La segunda sugerencia tiene que ver con eso. Si entre todos los hermanos se da rivalidad,
competencia, celos y envidias, en el caso de las familias con un hijo con autismo la cosa
puede complicarse e írsenos de las manos. Todos esos sentimientos existen, obviamente,
pero de alguna forma se pueden manifestar de forma desconcertante. Como ejemplo, a mi
hija le fascinaba también poner las cosas en fila, y se concentraba para que le quedasen tan
bien como a su hermano, al que admiraba por esa agilidad envidiable, y se frustraba
terriblemente si no lo lograba.
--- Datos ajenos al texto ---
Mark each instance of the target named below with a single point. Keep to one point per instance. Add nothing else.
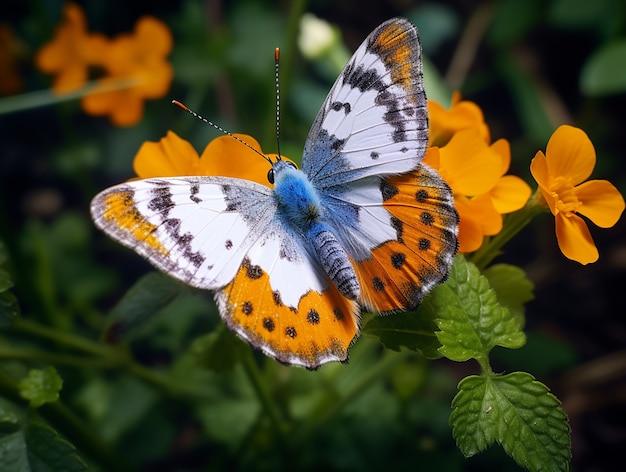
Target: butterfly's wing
(185, 226)
(224, 234)
(400, 271)
(374, 121)
(289, 310)
(394, 216)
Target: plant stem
(513, 224)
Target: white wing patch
(374, 120)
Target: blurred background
(530, 66)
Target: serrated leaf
(470, 318)
(41, 386)
(153, 292)
(413, 330)
(512, 287)
(603, 73)
(218, 351)
(37, 447)
(516, 411)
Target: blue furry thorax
(298, 201)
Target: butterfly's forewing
(185, 226)
(224, 234)
(374, 121)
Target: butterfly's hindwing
(259, 306)
(402, 270)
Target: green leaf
(9, 308)
(153, 292)
(519, 413)
(512, 287)
(604, 72)
(218, 351)
(413, 330)
(41, 386)
(34, 446)
(471, 321)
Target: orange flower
(462, 115)
(561, 174)
(474, 170)
(71, 51)
(510, 192)
(139, 59)
(224, 156)
(11, 49)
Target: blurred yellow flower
(139, 58)
(224, 156)
(462, 115)
(561, 174)
(71, 52)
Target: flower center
(564, 194)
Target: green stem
(512, 225)
(264, 396)
(42, 98)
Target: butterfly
(363, 225)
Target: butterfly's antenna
(184, 107)
(276, 64)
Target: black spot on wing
(387, 190)
(338, 106)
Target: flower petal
(462, 115)
(510, 194)
(539, 171)
(171, 156)
(570, 153)
(503, 149)
(575, 240)
(477, 218)
(601, 202)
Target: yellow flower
(140, 59)
(71, 52)
(11, 51)
(224, 156)
(462, 115)
(510, 192)
(474, 170)
(561, 174)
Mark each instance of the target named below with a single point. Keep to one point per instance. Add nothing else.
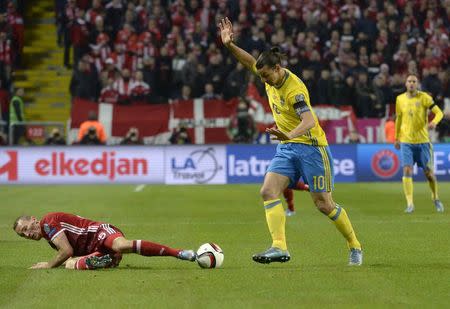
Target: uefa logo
(385, 163)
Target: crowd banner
(194, 164)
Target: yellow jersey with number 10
(413, 114)
(282, 100)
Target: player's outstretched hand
(40, 265)
(226, 31)
(277, 134)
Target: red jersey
(84, 235)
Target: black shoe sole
(267, 260)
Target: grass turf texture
(406, 258)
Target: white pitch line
(139, 188)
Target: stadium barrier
(192, 164)
(207, 121)
(36, 132)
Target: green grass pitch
(406, 261)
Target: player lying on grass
(85, 244)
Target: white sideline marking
(139, 188)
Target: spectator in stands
(431, 83)
(380, 101)
(336, 89)
(139, 90)
(180, 136)
(210, 93)
(84, 83)
(122, 85)
(365, 96)
(55, 138)
(3, 139)
(68, 19)
(174, 42)
(186, 93)
(132, 138)
(323, 87)
(17, 115)
(91, 137)
(109, 94)
(389, 130)
(236, 82)
(242, 128)
(348, 92)
(92, 131)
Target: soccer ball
(209, 255)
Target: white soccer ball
(209, 255)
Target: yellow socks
(343, 224)
(433, 187)
(408, 190)
(276, 222)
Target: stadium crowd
(348, 52)
(11, 46)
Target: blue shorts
(422, 154)
(313, 163)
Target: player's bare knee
(122, 245)
(429, 175)
(70, 263)
(324, 204)
(268, 194)
(407, 171)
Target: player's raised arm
(226, 34)
(438, 115)
(65, 251)
(398, 124)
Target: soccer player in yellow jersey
(411, 137)
(303, 150)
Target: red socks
(148, 248)
(289, 197)
(81, 263)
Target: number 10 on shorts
(319, 182)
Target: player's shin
(339, 216)
(276, 221)
(148, 248)
(432, 182)
(408, 189)
(289, 197)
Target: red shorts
(105, 236)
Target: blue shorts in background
(422, 154)
(313, 163)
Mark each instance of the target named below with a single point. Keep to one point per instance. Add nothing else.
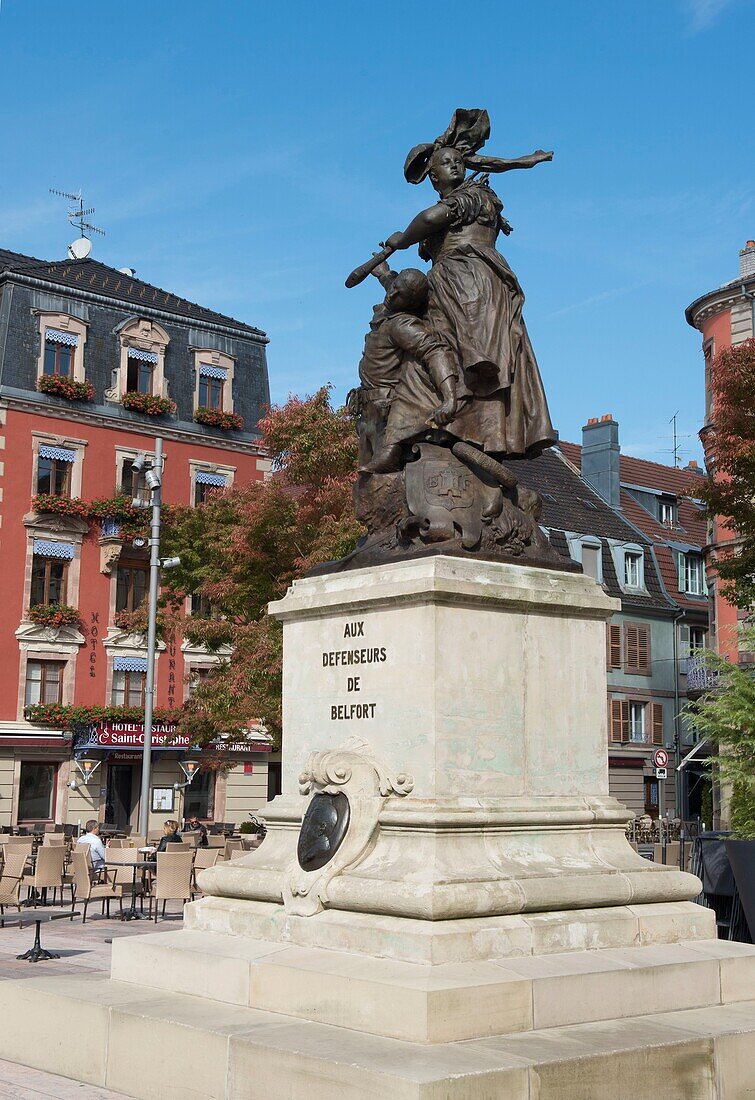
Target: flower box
(48, 504)
(216, 418)
(55, 615)
(59, 385)
(148, 404)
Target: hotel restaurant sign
(119, 736)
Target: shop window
(54, 465)
(128, 686)
(44, 682)
(131, 586)
(199, 796)
(59, 352)
(140, 371)
(36, 791)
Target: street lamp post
(153, 476)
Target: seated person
(96, 847)
(171, 835)
(194, 825)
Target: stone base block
(469, 939)
(444, 1003)
(153, 1045)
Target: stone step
(445, 1003)
(153, 1045)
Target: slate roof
(99, 278)
(569, 504)
(691, 528)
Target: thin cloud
(703, 13)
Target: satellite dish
(80, 249)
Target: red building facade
(725, 318)
(94, 365)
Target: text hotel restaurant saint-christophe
(353, 658)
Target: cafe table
(132, 913)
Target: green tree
(241, 549)
(726, 715)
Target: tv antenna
(80, 248)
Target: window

Ofrecerle al niño neurotípico la sensación de ser tan especial
como el otro –porque además lo es-, y que merece una atención individual en ciertos
momentos, puede facilitar las cosas. No deberíamos olvidar que su papel en la familia
tampoco es fácil. Sin querer, les obligamos a aceptar ya algunas responsabilidades que no
son comprensibles para su edad. Sin poderlo evitar, les exigimos un comportamiento en
algunos casos demasiado maduro. Mi hija sabe desde que es demasiado pequeñita que
debe ceder si quiere ahorrarse problemas, y que su hermano acostumbra a recibir primero
nuestra atención en sus necesidades, y que ella debe esperar pacientemente. Mi esperanza
es que ella viva su infancia sin demasiado estrés, con la seguridad de ser amada y aceptada
de forma incondicional, y con la convicción de ser única e irrepetible. Aunque a veces deba
ceder yo en algunas de mis convicciones pedagógicas, tomadas desde la inexperiencia
absoluta cuando no tenía aun hijos, no pierdo de vista que educarlos a los dos es una tarea
larga. Y, sobre todo, me recuerdo algo que aprendí gracias a mi hijo: que es mejor la
perseverancia a la prisa, la constancia a la urgencia. A mi hija todo esto le sirve por igual, y
creo que sale ganando.

Estas sugerencias no son una promesa de felicidad familiar, sólo son reflexiones de una
madre que va aprendiendo qué hacer y cómo hacerlo, y a ratos se equivoca. Como diría
Mafalda, los hijos son como los conejillos de indias. Una nunca está del todo preparada a
priori, no existe un entrenamiento ideal. Pero no por eso una debe dejar de hacerse la
pregunta de cómo lograr que sus hijos, siendo parte del mismo equipo, puedan recibir la
educación, la atención y el amor necesarios, sin caer en detrimento de ninguno de ellos.